A master of primeval gnosis and a veritable treasure trove of lore and occult instruction his grimoire or manifesto of the magickal arts, The Benighted Path reveals a region of nocturnal wisdom; an eerie dimension, where sleep has delivered us onto the back of the charging Night-Mare, and recollections of these brief visitations survive in countless tales of terror and in the folklore of locales rumoured to be fey or cursed. Rare, however, is the individual who willingly pays the tariff and passes irretrievably through that twilight of existence in order to become Benighted. It’s in this domain of the uncharted regions and nameless zones of the monstrous that Richard Gavin’s tales guide the wary reader, exploring the hinterlands of psyche and the outer liminal essence of the hidden.

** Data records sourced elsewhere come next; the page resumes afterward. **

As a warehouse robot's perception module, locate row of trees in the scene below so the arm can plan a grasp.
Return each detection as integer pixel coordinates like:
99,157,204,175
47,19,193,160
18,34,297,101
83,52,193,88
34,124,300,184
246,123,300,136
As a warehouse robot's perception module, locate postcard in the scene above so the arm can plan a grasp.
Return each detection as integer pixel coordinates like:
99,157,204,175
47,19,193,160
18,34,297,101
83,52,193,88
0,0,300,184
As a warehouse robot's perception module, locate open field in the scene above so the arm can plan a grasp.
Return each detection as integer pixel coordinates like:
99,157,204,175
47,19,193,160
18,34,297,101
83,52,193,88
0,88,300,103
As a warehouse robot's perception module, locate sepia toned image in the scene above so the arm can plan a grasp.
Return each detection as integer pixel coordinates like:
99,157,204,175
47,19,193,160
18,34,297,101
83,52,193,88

Richard Gavin is an acclaimed author whose work explores the realm where dread and the sublime conjoin. His supernatural tales have been published in five collections, including Sylvan Dread and At Fear’s Altar. In 2015 he co-edited (with Patricia Cram and Daniel A. Schulke) Penumbrae: An Occult Fiction Anthology. Richard’s works of esotericism have appeared in Starfire Journal, Clavis: Journal of Occult Arts, Letters and Experience, and The Luminous Stone. His nocturnal manifesto The Benighted Path: Primeval Gnosis and the Monstrous Soul was released by Theion Publishing in 2016.

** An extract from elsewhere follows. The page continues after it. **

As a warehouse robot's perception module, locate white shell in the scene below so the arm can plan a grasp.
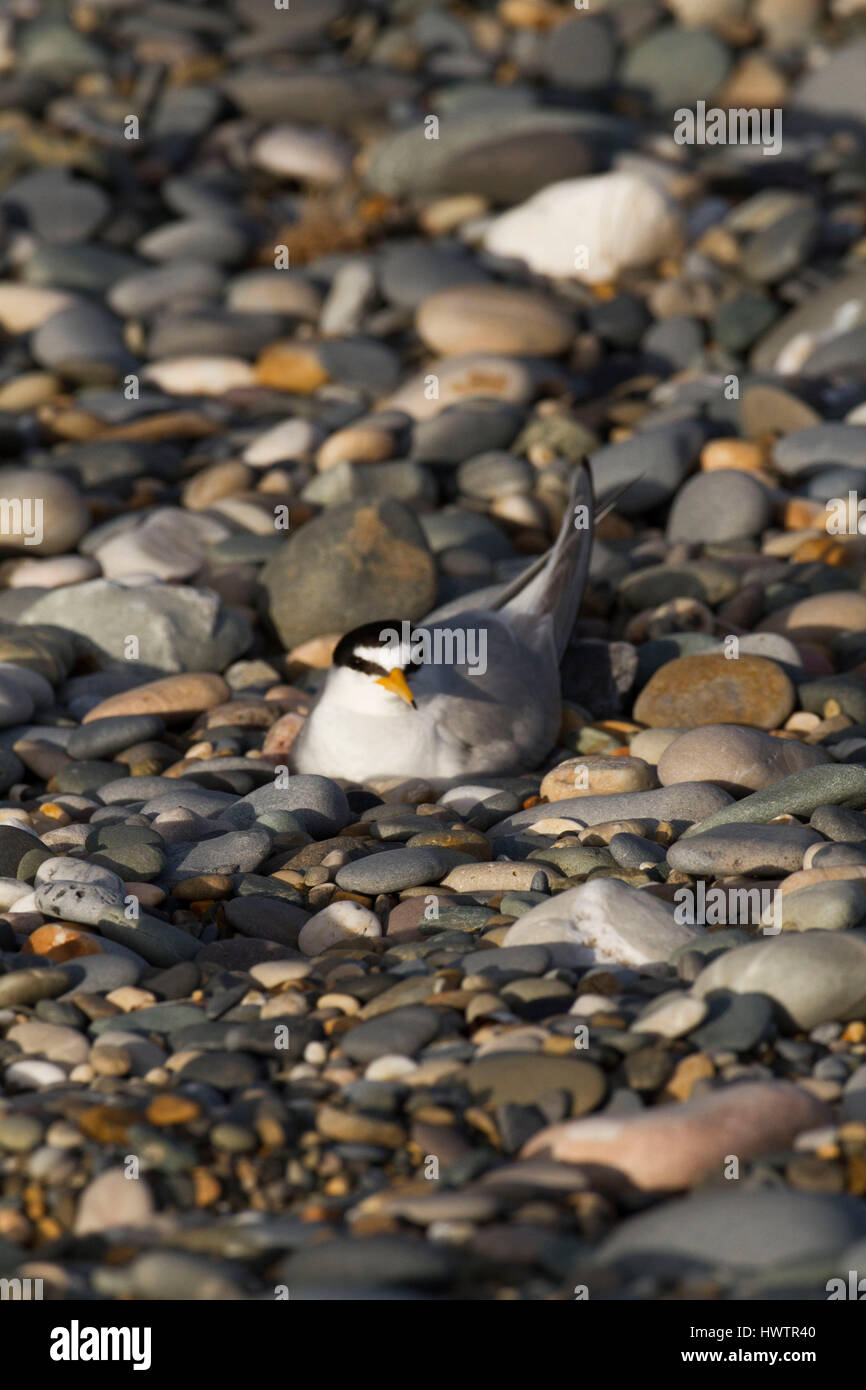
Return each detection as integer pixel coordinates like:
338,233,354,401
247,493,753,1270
484,171,681,285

The tales of grotesquerie are like a series of frescoes that carefully reveal only the most luxuriant and sensual aspects of an event that is never named, much less fully fleshed out. Vignettes more than stories, small minimalistic glances into the the frayed mind’s of men and women who for the most part have discovered themselves lost among the fragments of their own broken lives. One wants to ask whether the monstrous is something hiding among the liminal regions of outward manifestation, or is the effect of this loquacious inner world of most of these denizens self-made madness and sacred transgression; part of some ongoing revelation of the monstrum – a portent of something forever about to be that unbinds itself only in the very movement of consciousness itself.

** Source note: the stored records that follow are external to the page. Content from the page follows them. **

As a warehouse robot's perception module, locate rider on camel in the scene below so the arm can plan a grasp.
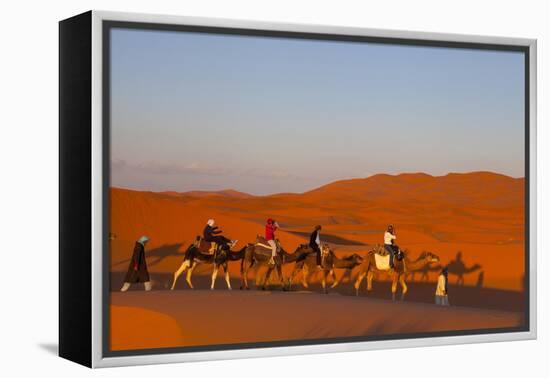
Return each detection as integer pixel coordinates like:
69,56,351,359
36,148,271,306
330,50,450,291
265,218,279,265
384,224,398,269
203,219,237,250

I thought about delving into the tales themselves, but to do that would be to reveal too much, to sink into the gloom and monstrosity of each delicate weaving, unbind its carefully woven patterns and lead the wary reader into a region of being that is best left unsaid. In other words I’d spoil the very need for pleasure and jouissance – that pleasure-pain we all get from reading a well-crafted tale of horror, especially of the grotesque kind. All I can say is these are tales that will draw you into a labyrinth of liminal design where if you are not careful you will remain like a victim of some monstrous nightmare in which just as you awaken you feel the very touch of the beast upon your shoulder, and a whisper saying: “Come, my dear, we’ve been waiting for you so long! We have so much to show you, want you come now!”